Ha, I wrote that from memory, shows how difficult it is - what it actually says is

Coming up an important announc.... "Damn that static"

"I think I read about the nutter who wrote that book - apparently he did so while simultaneously working two more or less full-time jobs and doing a PhD. He must have been going out of his mind..."
I thought that was the guy who was writing the book where every word in a given chapter began with the same letter? Canadian I think.
 

DannyL

Wild Horses
I've just finished about 85% of David Foster Wallace's "Brief Interviews With Hideous Men". It's very very clever, and he was obviously an exceptional writer, but BY GOD it's fucking tedious. Long long long and incredibly self-absorbed and obsessively detailed interior monologues, over and over again, picking apart ever painful detail - I can liken it to having an argument with a really clever friend at 5am when you're both really pissed on gin and really should be going to bed, but can't. I only managed to finish so much of it because it was the only thing I had on me on a long train ride across Catalonia. Amazingly clever, witty and perceptive, and at moments he manages to transcend the tedium, I suppose, so worth reading but rather teeth-grinding.

Has put me off wanting to read Infinite Jest, a bit.
 

you

Well-known member
Holiday time has meant I have been reading lots and reading fun books! No Eugene Thacker, no Evan Calder Williams, no Ranciere oooh no. I have been stuck into:

Jan Potocki's The Manuscript Found in Saragossa - great if you like succubi, eroticism, heros, gangs and cabalists.
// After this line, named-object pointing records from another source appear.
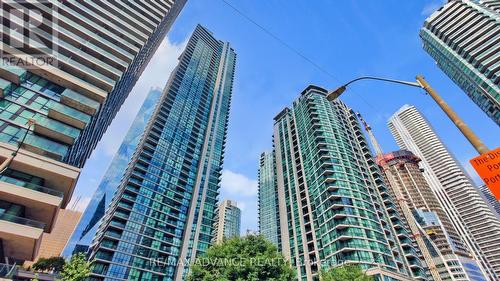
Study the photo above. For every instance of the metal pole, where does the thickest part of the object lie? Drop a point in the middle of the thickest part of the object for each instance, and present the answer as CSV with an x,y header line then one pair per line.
x,y
466,131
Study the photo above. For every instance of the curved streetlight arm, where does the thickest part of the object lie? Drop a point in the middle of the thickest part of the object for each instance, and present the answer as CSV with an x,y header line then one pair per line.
x,y
337,92
421,83
414,84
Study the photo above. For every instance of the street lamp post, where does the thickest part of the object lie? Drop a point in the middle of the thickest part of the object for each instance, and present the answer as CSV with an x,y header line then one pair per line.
x,y
421,83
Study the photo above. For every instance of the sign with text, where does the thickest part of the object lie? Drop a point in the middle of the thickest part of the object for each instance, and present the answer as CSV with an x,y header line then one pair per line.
x,y
487,166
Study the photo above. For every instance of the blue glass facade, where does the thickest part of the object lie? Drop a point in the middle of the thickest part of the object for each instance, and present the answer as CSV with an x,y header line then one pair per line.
x,y
163,213
87,227
83,147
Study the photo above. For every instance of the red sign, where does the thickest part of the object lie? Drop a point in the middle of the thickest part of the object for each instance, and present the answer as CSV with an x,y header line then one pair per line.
x,y
487,166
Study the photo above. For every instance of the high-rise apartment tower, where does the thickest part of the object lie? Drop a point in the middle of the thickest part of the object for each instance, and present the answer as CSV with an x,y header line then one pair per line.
x,y
462,37
87,227
227,221
269,224
333,205
473,219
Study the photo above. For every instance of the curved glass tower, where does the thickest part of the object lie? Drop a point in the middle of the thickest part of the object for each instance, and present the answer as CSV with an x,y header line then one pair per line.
x,y
330,192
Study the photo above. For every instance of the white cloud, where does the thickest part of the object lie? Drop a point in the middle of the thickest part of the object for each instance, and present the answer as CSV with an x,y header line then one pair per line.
x,y
155,75
238,184
432,6
78,203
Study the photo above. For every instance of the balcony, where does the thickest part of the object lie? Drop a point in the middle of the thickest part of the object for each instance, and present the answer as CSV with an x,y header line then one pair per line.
x,y
41,203
59,178
20,237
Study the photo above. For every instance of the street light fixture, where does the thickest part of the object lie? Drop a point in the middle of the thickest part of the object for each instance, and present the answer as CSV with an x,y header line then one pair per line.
x,y
421,83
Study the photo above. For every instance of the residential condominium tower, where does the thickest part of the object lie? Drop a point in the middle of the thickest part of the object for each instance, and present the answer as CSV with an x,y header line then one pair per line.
x,y
462,37
163,212
330,192
473,219
87,227
227,221
66,67
269,223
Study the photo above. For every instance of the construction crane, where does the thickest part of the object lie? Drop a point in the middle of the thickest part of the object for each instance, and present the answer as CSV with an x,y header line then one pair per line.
x,y
407,213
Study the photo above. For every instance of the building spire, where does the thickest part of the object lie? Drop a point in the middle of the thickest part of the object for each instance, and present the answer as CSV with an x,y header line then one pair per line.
x,y
376,145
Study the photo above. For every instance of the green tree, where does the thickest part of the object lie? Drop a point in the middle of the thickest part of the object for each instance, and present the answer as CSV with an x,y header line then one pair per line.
x,y
345,273
76,269
53,264
251,258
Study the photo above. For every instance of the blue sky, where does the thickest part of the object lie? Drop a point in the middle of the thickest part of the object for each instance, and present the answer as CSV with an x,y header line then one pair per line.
x,y
346,38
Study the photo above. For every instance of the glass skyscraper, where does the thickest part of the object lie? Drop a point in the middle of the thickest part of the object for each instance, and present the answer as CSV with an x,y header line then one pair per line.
x,y
163,212
462,37
333,205
227,221
269,223
471,216
66,67
87,227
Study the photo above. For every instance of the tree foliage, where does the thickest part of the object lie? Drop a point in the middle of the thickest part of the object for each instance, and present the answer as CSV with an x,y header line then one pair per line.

DBC Pierre's Vernon God Little - page turner booker winner, don't dwell on it, I'd prefer an auto-biography to be honest but Hay(!).....

Will Self's How the dead live - really getting into Self, 5 years ago I just hated his prose, now I adore it.
 

grizzleb

Well-known member
Manuscript is a really funny book I thought, lots of dry humour in there. Compare it to Cervantes but not as morally bankrupt.
 

bruno

est malade
i've just finished somebody else, a travel book/biography of rimbaud's years in africa by charles nicholls. a bit dry in places, but very interesting if you fancy the horn of africa and the history of african trading. very poignant as well, i never paid much attention to rimbaud before this book but am now freshly intrigued.

curently reading contra el cambio by an argentine climate sceptic journalist, unfortunately not off to a good start, i will probably end up taking it to the exchange.

and i'd like to thank whoever mentioned ryszard kapuscinski upthread, i stumbled on travels with herodotus and now have a new writer to hunt down obsessively.
 

slowtrain

Well-known member
I just picked up Don Quixote the other day on a Penguin Classic binge (Villette and a new copy of Women in Love as well!) - looking to read it over this summer, should be fun.

I've been reading Keri Hulme's 'The Bone People' at the moment (for class) - it's seriously good. Brilliantly subtly and insightful look into New Zealand / Maori 'viewpoints' (for lack of a better term) - all shot through with extraordinarily gorgeous details. The way she writes out the characters thoughts, and the way she uses the old free indirect discourse is brilliant, amazing subtleties in the tone.